So here’s my plan…the government gives each taxpayer an equal share of that $700 Billion windfall. I figure we’d each get somewhere between $50,000 and $100,000. I’d immediately pay off my wife’s car, and all our monthly debt I could. I’d refinance my house (if anybody’s lending – but with that much money in the economy, they probably would). Then I’d bank whatever’s left, and invest it in my business. 

Before you dismiss this idea as hyperbole or satire, it actually has a lot to recommend it. First of all, if you give only TAXpayers the money, it’s really more of a rebate than a gift. Even better, nobody then has a right to gripe – everybody becomes responsible for their own success (or failure). Admittedly, some people will screw up the windfall. They’ll gamble it away, waste it, or something stupid like that. But I believe many more will use it to avert financial disaster (especially because if everybody got it, you can be sure that the bill collectors would be first in line to get their pound of flesh). 

So why not? Let the corporations live or die on their own ability to manage themselves. The government, after all, is not supposed to be of the corporations, by the corporations, and for the corporations. It’s We the People – not We the CEOs and Union Chiefs. Think of it. With $50 to $100K in the bank for each taxpayer, all the bad debt gets paid off first. Then people have discretionary income to inject into the economy once again. Banks would be willing to lend – virtually every taxpayer would instantly become a legitimate risk. Mortgage companies and leaseholders would once again be solvent. And all would be right with the world. 

A little too rose-colored glass-ish? Sure. But then again, anybody that thinks that giving the Big Three CEOs $85 billion is going to turn those businesses around is way past the rose-colored glasses stage – they are in full tilt dementia. We’ve given bailout bucks to AIG – only to see that they’ve spent it on pricy executive retreats to resorts most of us will never have the dough to visit. And the bailout money that’s gone to Freddie Mac and Fanny Mae has not opened up the home loan sluices to date. Since bailing out the corporations is obviously NOT working, why not try my plan?

[As an aside, I was frankly a little floored today, when the Dems hit the microphones to tell the Big Three “no plan – no money.” They got it almost right. They should have said “no plan AND no labor concessions – no money,” but you can hardly blame them…the unions are their biggest fans.]

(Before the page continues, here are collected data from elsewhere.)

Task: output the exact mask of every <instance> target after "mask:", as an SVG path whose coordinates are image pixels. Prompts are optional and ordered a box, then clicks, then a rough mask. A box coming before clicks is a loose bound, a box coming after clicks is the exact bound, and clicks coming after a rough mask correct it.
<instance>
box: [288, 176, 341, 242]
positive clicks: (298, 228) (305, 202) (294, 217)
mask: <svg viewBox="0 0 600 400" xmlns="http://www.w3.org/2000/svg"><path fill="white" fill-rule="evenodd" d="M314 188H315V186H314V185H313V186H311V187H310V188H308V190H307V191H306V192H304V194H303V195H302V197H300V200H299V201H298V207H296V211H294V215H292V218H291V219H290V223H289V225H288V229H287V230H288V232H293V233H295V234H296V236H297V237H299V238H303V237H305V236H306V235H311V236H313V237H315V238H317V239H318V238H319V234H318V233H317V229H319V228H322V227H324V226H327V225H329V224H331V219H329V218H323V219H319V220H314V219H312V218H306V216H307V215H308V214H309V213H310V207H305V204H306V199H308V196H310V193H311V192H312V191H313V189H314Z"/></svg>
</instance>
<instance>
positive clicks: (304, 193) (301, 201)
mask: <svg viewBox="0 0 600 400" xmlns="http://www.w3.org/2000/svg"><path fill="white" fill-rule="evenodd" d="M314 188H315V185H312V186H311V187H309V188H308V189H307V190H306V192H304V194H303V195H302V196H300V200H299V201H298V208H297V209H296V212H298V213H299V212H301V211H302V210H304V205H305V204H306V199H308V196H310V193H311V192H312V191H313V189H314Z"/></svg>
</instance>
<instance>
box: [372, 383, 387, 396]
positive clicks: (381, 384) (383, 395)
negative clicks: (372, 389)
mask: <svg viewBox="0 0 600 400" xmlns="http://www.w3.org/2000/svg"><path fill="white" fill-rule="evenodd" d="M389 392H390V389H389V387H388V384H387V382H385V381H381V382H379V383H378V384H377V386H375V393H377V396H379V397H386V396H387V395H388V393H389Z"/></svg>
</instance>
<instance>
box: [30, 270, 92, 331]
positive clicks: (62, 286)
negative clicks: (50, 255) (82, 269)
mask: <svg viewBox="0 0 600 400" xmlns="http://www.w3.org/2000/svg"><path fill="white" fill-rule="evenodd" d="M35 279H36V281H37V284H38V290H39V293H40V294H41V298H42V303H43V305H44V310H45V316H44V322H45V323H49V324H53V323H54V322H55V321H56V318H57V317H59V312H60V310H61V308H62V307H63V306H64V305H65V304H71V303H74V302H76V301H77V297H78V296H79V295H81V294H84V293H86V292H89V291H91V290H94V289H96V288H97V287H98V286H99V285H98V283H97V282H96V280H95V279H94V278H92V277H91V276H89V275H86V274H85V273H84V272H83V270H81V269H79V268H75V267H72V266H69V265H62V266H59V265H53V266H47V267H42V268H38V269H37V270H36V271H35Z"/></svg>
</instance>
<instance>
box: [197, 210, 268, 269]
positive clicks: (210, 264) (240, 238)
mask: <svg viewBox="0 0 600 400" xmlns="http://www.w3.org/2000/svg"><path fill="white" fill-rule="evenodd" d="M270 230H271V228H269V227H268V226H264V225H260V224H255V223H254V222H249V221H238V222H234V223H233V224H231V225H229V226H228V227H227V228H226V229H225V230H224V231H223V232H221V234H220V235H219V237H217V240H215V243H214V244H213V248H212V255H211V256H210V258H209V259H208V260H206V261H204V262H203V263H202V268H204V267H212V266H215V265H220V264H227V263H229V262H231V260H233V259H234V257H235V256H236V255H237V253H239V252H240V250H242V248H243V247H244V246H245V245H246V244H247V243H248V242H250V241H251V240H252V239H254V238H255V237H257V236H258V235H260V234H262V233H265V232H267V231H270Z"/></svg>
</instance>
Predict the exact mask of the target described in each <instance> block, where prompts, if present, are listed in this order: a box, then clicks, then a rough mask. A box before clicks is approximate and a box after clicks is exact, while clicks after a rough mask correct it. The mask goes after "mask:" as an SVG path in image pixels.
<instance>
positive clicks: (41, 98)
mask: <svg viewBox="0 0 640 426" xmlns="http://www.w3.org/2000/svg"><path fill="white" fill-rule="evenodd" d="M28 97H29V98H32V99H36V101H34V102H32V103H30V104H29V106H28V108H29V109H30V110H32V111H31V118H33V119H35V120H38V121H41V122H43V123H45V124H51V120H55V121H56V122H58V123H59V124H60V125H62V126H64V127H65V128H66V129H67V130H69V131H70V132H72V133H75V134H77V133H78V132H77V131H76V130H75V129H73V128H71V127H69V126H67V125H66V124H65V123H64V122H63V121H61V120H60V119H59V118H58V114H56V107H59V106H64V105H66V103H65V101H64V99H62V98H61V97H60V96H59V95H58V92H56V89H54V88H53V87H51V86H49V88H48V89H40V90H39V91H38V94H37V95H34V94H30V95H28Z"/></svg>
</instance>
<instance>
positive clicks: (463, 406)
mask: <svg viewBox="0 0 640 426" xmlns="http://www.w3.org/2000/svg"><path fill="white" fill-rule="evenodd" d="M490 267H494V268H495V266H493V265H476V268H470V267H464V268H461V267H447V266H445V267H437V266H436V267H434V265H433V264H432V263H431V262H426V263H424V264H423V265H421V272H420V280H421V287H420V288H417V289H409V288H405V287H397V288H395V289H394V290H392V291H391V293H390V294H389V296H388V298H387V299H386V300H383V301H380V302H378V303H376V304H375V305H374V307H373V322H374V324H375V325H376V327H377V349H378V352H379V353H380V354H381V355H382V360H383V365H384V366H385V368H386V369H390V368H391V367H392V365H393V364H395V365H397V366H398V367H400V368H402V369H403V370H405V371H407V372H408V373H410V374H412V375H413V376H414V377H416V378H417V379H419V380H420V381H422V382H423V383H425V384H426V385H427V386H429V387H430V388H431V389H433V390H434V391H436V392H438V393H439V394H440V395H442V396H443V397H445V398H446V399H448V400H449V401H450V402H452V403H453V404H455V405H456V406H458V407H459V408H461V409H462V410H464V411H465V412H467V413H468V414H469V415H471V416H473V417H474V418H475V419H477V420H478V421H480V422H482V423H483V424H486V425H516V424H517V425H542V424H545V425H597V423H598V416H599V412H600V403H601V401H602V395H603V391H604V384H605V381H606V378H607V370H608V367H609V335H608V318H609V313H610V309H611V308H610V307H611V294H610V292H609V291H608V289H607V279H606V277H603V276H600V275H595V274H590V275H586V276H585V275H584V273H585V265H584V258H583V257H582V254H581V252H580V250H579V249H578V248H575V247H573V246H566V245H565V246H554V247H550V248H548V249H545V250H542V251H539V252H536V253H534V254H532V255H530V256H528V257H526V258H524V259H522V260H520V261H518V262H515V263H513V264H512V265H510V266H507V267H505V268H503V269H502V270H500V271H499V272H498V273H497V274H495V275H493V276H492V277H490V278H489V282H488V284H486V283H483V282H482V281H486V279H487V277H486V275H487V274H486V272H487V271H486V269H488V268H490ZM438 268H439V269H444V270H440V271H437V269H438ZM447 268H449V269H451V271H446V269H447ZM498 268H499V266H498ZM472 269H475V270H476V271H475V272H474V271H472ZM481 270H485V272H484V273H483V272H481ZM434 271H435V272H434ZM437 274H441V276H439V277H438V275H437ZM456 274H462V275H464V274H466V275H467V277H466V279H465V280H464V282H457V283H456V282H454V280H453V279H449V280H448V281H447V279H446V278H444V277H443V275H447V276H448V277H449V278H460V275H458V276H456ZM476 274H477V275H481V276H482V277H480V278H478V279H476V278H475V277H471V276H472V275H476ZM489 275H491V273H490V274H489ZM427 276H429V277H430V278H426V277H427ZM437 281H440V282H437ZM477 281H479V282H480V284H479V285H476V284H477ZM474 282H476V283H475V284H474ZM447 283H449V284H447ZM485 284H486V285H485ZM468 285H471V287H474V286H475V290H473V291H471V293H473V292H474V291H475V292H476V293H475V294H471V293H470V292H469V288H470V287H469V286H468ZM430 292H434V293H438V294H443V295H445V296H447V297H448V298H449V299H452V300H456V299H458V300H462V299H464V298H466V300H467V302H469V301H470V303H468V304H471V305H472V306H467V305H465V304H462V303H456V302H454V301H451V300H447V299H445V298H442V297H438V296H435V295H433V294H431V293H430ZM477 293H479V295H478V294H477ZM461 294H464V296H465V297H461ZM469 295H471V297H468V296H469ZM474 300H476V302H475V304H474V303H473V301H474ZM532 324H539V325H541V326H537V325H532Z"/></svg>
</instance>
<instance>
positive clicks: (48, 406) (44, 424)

Seriously, I’d rather see Obama cut taxes, do some sort of moratorium on foreclosures, and tell the CEOs to go fish, but since self-reliance and personal/corporate responsibility seems to be out of style and bailouts are the order of the day, why not put the money where it will do some good? It’s either that, or I’m going to incorporate myself, rack up some massive debt, and then hitch a ride to D.C. to get on the Congressional Gravy Train.